Two men busted in Madrid over ransom money
National Police officers arrested two men in Madrid on Saturday in connection with the ransom money that was paid to free the Spanish couple rescued in Colombia. According to police sources, one of the men is Spanish while the other suspect is Syrian.
The ransom money — 100,000 euros in cash — was deposited somewhere next to the Palacio de Hielo mall and skating rink in Madrid’s Hortaleza district. Officers from the police’s anti-kidnapping squad witnessed the money being picked up by two people, who were later tailed for the rest of the day.
On Saturday, officers arrested 57-year-old Juan José B. M. at his home in Paracuellos del Jarama. About an hour later, the police also detained 28-year-old Louray A., who was born in Syria, at his home in the Fuencarral-El Pardo district.
Juan José, who owns a transportation business, has had two previous arrests for drug trafficking and fraud. He was convicted and sentenced in 1994 but two years later he received a pardon from the government of Prime Minister José María Aznar.

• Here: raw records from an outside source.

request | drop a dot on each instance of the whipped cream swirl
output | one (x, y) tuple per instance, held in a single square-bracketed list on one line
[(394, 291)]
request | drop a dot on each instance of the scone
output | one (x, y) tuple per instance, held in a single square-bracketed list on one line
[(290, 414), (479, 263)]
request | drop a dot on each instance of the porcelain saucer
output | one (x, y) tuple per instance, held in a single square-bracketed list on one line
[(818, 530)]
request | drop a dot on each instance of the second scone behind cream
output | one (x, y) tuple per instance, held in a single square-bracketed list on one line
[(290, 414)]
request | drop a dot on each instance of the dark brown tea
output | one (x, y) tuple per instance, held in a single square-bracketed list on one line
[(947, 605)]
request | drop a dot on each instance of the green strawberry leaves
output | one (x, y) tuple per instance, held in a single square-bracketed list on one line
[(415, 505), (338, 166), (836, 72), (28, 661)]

The Syrian suspect has no criminal record but members of the money laundering unit Sepblac had been investigating him for bank transfers he made, according to sources.
The suspects, who are in police custody, had been in contact with the kidnappers, police sources said. The two knew each other through the transportation business and had worked together in the sale of trucks.
The Syrian national was the manager of a company that was involved in the sale and export of heavy equipment.